With the labour market still near full employment, the prospect of rising U.S. trend growth is potentially hugely positive after 15 years of policymaker and investor handwringing over the dour after-effects of the Great Financial Crisis.
While that would inevitably mean high interest rates for longer and jibe with the backup in long yields underway, it should by itself be positive for corporate earnings potential and investment.
But there’s a more negative take. A rise in the theoretical long-term real interest rate that sustains both growth and stable 2% inflation – the fabled ‘R-star’ variable – may owe more to rising debt and more pernicious structural shifts.
While the Fed’s existing assumption is that R-star is still about 0.5% – implying a long-term policy rate of 2.5% if inflation returns to target – Vanguard economists estimate this week that it may well have risen as high as 1.5%.
“A higher neutral rate of interest in the U.S. will require the Federal Reserve to tighten monetary policy more aggressively than presently anticipated, potentially dampening the economic outlook in the short run and requiring a swift adjustment from private sector participants,” they concluded, adding aging demographics and rising fiscal deficits were the root cause.
And rising deficits are cited by many as the key driver of resurgent yields in a period when the ‘free float’ of available bond supply is rising as central banks run down balance sheets – forcing the private sector to quickly absorb the resulting deluge of additional securities.
Anujeet Sareen, portfolio manager with Brandywine Global, reckons the fiscal supply picture was aggravated by this ongoing ‘quantitative tightening’ by G4 central banks and a reduction of Treasuries demand from emerging market central banks, due in part to geopolitics.
This will lift the ‘term premium’ embedded in long-term bond yields, which has been so subdued since Fed balance sheet expansion met the crash of 2008, even if the Fed is done tightening policy rates, he said. And 4.5% 10-year Treasury yields were possible.
Fed policy is more neutral than restrictive “if you believe we’ve returned to a pre-2008 world”, he said, and that limits the scope for rate cuts in future.
So much for the ‘bad’, but there is an ‘ugly’ too.
Liquidity specialists CrossBorderCapital claim this for now spells a crisis of the ‘safe asset’ bond world and not yet a credit crisis per se – but a ‘duration crisis’ could have big ramifications and Treasuries could test 5% as term premia were re-awakened.
If the value of these ‘safe assets’ falls more sharply and makes them riskier, they contend, then their use as collateral in amplifying credit and liquidity creation more widely via securities repurchase markets could be damaging for the credit system at large.
“If this is true, the entire base of the financial system and the trajectory of global liquidity are at risk,” they said, calculating that if inflation settles at 3% and the Fed neutral rate is still 0.5%, then a typical 150 basis point gap between long-term policy rates and the 10-year would imply 5% on the latter.

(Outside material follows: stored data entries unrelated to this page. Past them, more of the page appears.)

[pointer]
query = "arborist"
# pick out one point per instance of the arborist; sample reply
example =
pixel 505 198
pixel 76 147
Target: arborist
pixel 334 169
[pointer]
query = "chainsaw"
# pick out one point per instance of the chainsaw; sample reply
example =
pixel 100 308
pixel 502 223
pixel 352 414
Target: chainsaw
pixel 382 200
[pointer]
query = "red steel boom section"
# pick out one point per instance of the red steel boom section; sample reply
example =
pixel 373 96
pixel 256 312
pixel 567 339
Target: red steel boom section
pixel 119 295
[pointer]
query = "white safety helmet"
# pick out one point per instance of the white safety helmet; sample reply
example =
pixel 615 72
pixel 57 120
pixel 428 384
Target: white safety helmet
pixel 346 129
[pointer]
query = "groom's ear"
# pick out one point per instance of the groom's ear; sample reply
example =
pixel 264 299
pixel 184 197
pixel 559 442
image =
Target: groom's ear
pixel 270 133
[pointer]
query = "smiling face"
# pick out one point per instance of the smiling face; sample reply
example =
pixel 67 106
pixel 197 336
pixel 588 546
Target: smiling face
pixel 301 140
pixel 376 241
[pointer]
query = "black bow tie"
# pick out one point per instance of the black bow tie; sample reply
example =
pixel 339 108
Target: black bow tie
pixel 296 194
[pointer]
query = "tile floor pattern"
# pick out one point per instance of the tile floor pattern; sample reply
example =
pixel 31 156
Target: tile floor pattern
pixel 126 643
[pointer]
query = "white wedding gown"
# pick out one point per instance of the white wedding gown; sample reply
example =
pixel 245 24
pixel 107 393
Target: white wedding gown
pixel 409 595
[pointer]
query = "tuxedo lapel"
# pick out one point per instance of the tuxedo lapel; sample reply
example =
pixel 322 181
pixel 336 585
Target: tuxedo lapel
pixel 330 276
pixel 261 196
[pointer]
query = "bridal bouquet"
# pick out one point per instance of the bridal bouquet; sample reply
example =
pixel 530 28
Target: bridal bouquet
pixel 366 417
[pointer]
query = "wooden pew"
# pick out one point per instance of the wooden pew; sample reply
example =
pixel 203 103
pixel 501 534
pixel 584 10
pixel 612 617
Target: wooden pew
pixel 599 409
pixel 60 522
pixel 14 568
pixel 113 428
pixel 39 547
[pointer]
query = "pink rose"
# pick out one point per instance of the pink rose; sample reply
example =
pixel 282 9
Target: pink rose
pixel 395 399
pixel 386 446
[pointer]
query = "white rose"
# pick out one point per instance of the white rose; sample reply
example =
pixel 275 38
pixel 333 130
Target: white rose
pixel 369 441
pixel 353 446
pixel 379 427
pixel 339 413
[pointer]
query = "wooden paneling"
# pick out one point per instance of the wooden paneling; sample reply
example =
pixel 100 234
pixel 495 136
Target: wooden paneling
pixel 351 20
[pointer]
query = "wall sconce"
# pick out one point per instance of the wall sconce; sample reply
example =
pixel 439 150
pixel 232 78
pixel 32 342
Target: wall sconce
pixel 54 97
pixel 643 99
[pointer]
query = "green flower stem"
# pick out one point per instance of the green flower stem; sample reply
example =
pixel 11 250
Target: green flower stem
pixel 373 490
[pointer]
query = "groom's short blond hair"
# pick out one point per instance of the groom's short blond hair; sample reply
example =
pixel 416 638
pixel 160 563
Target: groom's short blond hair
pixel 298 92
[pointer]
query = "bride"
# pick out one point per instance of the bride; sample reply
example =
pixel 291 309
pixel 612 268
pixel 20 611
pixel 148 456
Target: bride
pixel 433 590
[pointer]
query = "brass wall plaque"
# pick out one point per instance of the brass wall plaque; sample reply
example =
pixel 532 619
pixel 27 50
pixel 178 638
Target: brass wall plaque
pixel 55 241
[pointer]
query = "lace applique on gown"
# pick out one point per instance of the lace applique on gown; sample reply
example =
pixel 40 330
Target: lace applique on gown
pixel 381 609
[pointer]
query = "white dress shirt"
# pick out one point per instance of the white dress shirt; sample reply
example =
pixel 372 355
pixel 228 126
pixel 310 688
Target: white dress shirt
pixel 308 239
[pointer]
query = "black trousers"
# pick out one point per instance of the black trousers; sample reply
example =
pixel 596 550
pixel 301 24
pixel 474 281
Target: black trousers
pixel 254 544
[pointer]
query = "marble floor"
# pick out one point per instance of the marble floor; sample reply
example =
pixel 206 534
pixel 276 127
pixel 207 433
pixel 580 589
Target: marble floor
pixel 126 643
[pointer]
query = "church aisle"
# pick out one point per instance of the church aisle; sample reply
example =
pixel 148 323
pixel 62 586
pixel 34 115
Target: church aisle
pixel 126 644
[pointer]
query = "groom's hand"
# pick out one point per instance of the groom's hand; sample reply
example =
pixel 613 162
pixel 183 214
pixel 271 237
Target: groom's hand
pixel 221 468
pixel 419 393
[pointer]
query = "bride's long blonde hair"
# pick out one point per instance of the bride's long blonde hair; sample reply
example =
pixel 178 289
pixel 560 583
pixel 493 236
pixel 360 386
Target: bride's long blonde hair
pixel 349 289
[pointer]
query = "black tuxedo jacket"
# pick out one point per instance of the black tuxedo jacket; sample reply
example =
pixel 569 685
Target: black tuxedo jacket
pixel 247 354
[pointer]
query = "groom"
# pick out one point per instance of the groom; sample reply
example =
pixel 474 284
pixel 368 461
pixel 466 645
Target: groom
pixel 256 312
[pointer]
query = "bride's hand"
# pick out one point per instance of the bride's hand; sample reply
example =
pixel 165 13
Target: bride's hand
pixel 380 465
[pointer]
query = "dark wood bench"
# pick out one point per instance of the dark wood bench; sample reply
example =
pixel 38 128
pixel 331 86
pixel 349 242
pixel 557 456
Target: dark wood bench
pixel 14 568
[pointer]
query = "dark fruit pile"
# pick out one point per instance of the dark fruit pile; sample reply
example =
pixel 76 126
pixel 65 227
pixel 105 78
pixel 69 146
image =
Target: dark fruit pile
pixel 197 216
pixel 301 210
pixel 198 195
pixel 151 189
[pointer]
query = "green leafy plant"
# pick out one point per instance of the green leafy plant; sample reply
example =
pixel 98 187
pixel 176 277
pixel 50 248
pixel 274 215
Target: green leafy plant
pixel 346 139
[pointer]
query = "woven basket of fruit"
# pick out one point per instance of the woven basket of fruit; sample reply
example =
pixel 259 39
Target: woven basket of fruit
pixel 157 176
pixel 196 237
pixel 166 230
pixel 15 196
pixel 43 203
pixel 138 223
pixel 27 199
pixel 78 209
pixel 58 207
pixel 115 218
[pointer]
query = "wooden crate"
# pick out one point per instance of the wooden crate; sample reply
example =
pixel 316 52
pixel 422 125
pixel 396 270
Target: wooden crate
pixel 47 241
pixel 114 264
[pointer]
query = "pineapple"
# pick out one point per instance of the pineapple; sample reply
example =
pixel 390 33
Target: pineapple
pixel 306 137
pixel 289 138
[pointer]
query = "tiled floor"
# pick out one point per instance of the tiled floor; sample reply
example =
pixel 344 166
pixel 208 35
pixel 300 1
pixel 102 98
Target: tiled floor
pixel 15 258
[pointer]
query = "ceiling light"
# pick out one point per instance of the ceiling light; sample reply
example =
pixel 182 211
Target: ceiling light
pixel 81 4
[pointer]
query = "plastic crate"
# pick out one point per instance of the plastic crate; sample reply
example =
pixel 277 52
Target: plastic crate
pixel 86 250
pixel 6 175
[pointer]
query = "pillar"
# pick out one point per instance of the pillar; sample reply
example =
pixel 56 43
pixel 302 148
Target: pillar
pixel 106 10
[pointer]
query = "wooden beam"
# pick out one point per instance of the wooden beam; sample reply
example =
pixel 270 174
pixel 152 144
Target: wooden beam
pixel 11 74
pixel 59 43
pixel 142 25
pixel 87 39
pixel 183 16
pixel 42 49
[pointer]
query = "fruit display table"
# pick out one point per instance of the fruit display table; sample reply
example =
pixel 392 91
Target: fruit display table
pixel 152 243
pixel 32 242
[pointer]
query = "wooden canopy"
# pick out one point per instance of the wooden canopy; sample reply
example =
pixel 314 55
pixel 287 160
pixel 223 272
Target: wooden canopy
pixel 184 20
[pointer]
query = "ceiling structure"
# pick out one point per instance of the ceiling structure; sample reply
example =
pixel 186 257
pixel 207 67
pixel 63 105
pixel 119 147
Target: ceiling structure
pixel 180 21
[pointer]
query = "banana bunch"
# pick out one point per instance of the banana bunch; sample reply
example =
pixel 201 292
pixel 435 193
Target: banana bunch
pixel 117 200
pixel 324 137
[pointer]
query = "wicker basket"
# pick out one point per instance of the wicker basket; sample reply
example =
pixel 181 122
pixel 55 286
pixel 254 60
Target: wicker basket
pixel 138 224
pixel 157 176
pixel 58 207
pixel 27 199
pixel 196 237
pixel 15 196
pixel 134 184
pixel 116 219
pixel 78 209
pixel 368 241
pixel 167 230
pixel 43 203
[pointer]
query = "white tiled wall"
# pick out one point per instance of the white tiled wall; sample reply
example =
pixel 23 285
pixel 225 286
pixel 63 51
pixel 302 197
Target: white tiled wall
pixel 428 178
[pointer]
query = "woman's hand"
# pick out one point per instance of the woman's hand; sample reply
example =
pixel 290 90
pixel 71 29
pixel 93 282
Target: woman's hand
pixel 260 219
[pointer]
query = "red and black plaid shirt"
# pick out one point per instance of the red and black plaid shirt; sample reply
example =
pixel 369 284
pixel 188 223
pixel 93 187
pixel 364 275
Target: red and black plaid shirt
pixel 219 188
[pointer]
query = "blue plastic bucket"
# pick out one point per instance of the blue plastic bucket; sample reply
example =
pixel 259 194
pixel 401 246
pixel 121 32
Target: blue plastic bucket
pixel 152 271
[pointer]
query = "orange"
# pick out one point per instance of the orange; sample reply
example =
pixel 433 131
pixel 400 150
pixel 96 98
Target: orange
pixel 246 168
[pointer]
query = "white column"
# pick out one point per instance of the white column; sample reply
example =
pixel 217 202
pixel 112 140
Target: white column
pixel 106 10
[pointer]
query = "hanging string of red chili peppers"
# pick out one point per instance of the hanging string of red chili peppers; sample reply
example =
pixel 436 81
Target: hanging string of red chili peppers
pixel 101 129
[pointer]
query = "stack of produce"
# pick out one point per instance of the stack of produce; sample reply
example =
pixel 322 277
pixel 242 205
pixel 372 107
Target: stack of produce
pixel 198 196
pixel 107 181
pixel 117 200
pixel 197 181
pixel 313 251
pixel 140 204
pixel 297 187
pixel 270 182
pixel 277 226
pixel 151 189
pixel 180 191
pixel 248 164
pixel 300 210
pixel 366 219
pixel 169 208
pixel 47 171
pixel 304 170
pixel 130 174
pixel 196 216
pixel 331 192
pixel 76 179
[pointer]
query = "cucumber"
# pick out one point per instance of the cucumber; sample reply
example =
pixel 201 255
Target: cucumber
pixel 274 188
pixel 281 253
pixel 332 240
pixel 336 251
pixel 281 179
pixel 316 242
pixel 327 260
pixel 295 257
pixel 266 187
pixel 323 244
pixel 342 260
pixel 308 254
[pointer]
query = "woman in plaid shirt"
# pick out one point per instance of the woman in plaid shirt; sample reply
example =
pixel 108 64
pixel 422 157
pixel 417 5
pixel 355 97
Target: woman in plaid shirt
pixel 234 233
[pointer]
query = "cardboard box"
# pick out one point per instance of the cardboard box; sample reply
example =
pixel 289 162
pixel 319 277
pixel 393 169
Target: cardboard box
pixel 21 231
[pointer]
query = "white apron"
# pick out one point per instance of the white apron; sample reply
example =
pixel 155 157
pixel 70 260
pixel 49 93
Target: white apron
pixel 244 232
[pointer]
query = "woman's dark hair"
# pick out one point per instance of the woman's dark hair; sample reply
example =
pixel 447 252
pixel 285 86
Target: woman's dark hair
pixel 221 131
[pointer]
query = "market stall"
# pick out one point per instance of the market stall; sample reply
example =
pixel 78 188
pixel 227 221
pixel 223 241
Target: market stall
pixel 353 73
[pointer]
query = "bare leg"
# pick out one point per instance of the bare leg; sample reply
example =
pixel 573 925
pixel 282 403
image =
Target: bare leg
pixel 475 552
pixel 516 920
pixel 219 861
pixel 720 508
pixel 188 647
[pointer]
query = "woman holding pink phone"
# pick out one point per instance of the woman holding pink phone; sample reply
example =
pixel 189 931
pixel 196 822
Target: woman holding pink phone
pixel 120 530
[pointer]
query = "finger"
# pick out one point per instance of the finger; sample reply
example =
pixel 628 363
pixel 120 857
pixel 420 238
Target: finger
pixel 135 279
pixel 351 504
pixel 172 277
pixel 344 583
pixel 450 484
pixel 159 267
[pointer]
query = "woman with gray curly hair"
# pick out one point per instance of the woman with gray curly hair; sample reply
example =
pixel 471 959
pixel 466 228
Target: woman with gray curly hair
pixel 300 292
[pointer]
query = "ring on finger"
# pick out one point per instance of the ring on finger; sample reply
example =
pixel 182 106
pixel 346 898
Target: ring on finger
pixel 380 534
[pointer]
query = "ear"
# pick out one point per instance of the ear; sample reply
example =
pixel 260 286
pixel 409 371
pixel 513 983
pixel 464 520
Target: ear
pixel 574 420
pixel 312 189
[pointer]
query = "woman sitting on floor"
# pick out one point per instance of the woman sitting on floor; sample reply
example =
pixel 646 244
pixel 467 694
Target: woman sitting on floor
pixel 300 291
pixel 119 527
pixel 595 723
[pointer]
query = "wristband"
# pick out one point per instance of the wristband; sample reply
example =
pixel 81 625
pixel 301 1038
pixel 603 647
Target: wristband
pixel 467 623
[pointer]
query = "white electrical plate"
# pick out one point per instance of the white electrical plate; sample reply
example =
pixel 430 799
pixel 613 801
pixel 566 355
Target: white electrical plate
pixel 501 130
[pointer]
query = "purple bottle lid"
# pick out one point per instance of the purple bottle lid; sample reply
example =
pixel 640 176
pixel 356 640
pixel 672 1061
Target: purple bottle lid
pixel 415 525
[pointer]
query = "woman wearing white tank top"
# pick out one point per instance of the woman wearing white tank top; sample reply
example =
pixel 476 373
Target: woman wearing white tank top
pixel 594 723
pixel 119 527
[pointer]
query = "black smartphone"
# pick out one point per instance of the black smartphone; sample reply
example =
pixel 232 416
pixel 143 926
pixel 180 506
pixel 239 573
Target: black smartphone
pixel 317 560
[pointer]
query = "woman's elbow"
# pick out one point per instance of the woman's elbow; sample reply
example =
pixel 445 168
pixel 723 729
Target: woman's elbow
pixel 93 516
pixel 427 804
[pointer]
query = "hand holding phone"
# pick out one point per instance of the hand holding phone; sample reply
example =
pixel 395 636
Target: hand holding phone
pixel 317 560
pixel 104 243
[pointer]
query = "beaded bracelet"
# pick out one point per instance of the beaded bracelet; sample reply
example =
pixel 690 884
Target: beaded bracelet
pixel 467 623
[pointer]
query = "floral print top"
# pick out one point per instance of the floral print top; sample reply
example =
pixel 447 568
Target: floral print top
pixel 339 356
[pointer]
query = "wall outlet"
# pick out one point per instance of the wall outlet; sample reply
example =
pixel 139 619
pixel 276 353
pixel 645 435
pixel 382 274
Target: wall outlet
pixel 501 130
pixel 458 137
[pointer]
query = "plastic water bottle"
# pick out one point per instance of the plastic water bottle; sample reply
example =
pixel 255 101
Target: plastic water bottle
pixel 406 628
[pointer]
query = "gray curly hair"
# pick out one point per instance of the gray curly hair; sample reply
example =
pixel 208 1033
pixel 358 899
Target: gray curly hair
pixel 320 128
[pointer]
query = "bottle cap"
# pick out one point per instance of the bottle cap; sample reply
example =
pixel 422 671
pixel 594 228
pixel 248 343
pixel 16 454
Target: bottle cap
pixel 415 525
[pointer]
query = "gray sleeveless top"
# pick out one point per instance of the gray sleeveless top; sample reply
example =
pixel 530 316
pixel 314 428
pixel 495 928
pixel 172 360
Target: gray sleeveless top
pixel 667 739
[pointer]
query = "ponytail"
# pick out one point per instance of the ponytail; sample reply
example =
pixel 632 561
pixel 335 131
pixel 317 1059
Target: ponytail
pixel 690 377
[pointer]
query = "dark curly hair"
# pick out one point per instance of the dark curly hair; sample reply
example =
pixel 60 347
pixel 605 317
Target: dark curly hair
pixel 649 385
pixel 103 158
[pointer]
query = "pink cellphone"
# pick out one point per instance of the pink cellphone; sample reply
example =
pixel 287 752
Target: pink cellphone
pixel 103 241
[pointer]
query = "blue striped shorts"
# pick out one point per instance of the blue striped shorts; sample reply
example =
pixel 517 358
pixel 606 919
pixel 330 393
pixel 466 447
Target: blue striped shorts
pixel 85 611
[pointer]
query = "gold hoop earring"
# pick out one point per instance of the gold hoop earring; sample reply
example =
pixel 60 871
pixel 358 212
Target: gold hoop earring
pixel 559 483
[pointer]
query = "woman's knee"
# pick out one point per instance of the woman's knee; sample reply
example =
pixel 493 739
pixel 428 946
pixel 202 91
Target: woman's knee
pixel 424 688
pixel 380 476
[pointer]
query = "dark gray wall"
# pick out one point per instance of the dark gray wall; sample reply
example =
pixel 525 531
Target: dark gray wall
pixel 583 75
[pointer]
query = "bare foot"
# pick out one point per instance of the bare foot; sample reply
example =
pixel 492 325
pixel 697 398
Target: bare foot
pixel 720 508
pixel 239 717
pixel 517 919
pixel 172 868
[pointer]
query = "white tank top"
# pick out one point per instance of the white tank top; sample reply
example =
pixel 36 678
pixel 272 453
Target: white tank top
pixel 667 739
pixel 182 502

For BlackRock credit analyst Amanda Lynam, some of this squeeze from higher cost of capital may already be underway for floating rate borrowers and fixed rate borrowers needing to refinance would not be immune.
“The higher cost of debt – which is flowing through to floating rate leveraged loan issuers in real time – is causing the leveraged loan default rate to notably outpace its high yield bond peer,” she noted.
“While the magnitude of this pattern is unusual in the context of the past two decades, we nonetheless expect it to continue, consistent with a persistent higher cost of capital environment.”
The opinions expressed here are those of the author, a columnist for Reuters.